Look in the section on Joiney. I believe it starts around page eighty something. The names are somewhat similar to modern day but he leaves out the fore plane (because, I believe, this was traditionally more a cabinetmaker's plane than a joiners/carpenter's plane) and includes a jack plane and a "long" plane (which is basically a longer try plane, for trying very long stock, not necessarily a jointer plane).

The basic bench plane sequence for preparing stuff by hand is:

Fore Plane (about 16-18") - First plane used on rough stock, be"FORE" other planes. This plane is sometimes called a jack plane today, but generally jack planes were/are shorter than fore planes and longer than smooth planes and, I believe, used more by traveling joiners & carpenters who needed a "Jack of all trades" than by shop bound cabinetmakers. Stanley calls their #6 a fore plane, but this is based only on it's 18" length. I occasionally use my #6 as a fore plane but it is awful heavy to use to take thick shavings typical when roughing a board. It's better suited as a short try plane for shorter stock. I'm looking for a good wooden fore plane but for now I usually use a #5 instead as it's lighter than the #6, though (in my opinion) it's a little short for use as a fore plane.
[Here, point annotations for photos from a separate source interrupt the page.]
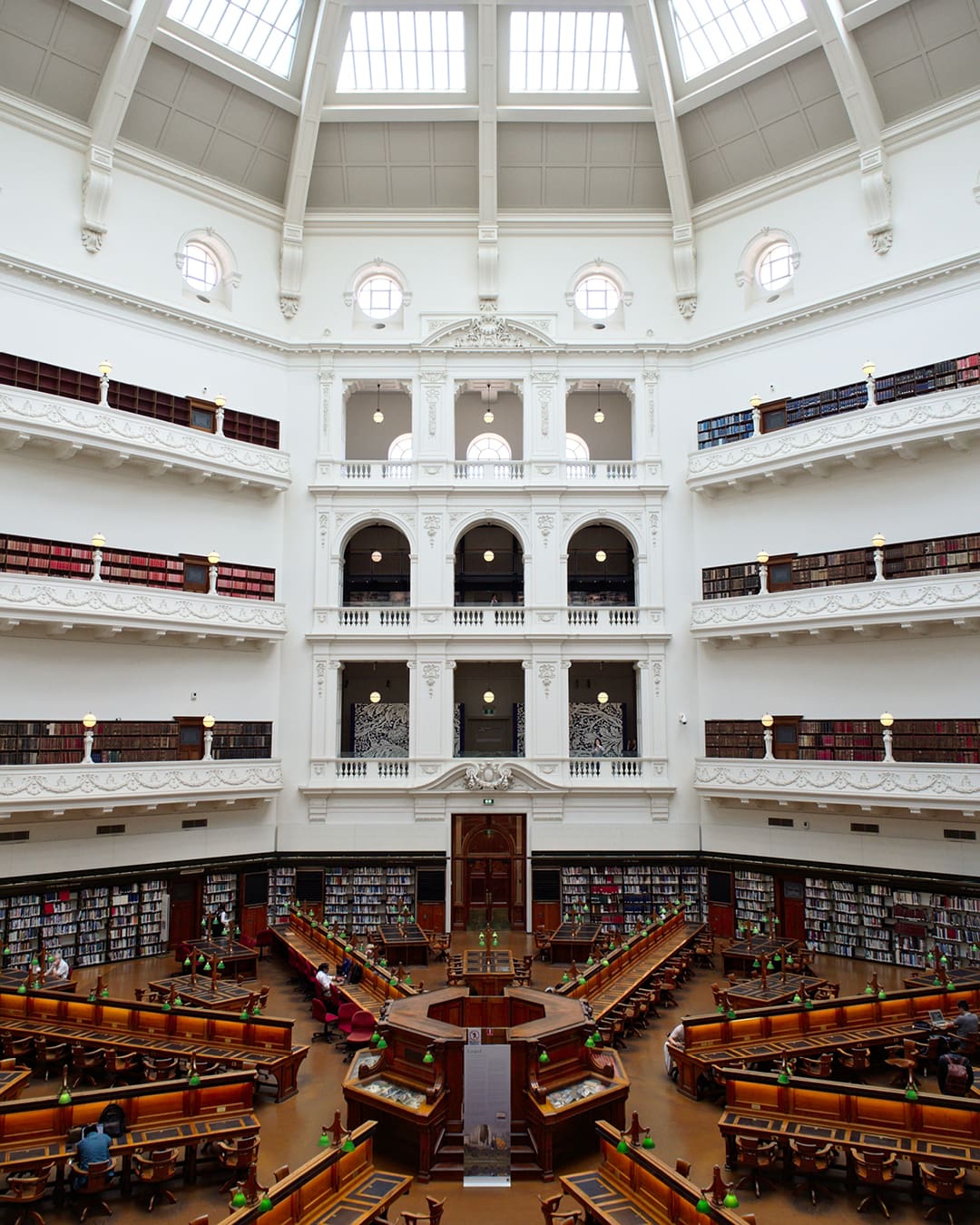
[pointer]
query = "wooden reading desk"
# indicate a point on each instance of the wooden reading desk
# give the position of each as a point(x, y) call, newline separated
point(742, 955)
point(761, 1035)
point(573, 942)
point(487, 972)
point(261, 1043)
point(165, 1113)
point(403, 944)
point(637, 1189)
point(850, 1116)
point(238, 959)
point(332, 1189)
point(198, 990)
Try Plane (longer than the Fore plane, about 22-26") - Long plane used after the fore plane to "TRY" stock. Trying was also known as truing or as we know it, flatening/straightening.

Smooth Plane (about 7-9") - Final plane used to put finish surface on pieces.

I don't consider a true jointer plane (about 24"+) a bench plane, it's actually more of a joinery plane like a rabbet plane or moving fillester (hench I grind mine with a straight iron, no camber). It's main purpose is to make an extremely straight and flat edge for gluing boards into wide panels. It's usually used while match planing two boards at the same time.

Joinery planes and molding planes are entirely different from the bench planes. Nicholson has some good explanations. I have not gotten an opportunity to read Moxon yet but I'm itching to. Gotta find a copy.